The ‘chaotic’ handover to the new operator of the Defence Solicitor Call Centre (DSCC) may have left detainees unrepresented and caused firms to lose work, criminal solicitors have warned.

On 1 April Ventura, one of the biggest call centre operators, took over the running of the DSCC from First Assist, which had managed the service for the last 10 years.

Chairman of the Criminal Law Solicitors Association Mike Jones said: ‘The handover was chaotic. There were examples of police forces not being able to get through to the call centre and having to resort to the old-fashioned method of trying to call solicitors directly.

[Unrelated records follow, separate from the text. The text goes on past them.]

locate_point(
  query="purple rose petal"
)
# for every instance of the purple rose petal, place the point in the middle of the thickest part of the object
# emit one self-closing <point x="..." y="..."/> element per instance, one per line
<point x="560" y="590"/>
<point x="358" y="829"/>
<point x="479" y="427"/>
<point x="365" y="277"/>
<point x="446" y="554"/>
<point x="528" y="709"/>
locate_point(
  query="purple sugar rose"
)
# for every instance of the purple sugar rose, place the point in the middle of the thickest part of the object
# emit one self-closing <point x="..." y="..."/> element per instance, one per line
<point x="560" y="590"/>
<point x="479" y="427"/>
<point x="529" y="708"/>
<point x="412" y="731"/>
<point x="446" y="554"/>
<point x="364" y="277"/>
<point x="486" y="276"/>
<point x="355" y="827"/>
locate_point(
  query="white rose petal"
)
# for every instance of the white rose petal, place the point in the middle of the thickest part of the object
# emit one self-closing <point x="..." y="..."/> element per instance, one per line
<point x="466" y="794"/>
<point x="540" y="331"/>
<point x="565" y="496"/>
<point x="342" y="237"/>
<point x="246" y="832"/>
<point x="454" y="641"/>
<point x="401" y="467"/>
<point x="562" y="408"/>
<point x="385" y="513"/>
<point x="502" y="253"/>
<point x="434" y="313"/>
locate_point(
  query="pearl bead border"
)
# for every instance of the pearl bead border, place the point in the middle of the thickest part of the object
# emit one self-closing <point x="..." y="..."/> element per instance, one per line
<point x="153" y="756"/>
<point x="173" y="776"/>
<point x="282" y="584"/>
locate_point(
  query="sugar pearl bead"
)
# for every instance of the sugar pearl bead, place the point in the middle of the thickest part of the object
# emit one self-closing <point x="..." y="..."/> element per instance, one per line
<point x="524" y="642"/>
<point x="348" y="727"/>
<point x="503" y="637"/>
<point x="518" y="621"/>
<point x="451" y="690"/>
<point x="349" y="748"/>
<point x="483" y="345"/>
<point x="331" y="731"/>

‘This resulted in delays in people receiving legal advice. No doubt there will be examples of detainees who were interviewed without a solicitor present. There is also the potential that solicitors will have lost out.’

He said things had improved but there are still reports of confusion about case allocation and solicitors being contacted directly by the police.

Paul Harris, president of the London Criminal Courts Solicitors Association, said the handling of the changeover had caused national disruption, and complaints are being investigated to see if solicitors lost out on work.

A Legal Services Commission spokesman said the system had been fully tested before the handover.

A Ventura spokeswoman said: ‘The transition to Ventura brought a small amount of disruption to the service provided by the DSCC. Ventura reached its key performance measures within the first week of service provision and continues to provide a robust and reliable service.’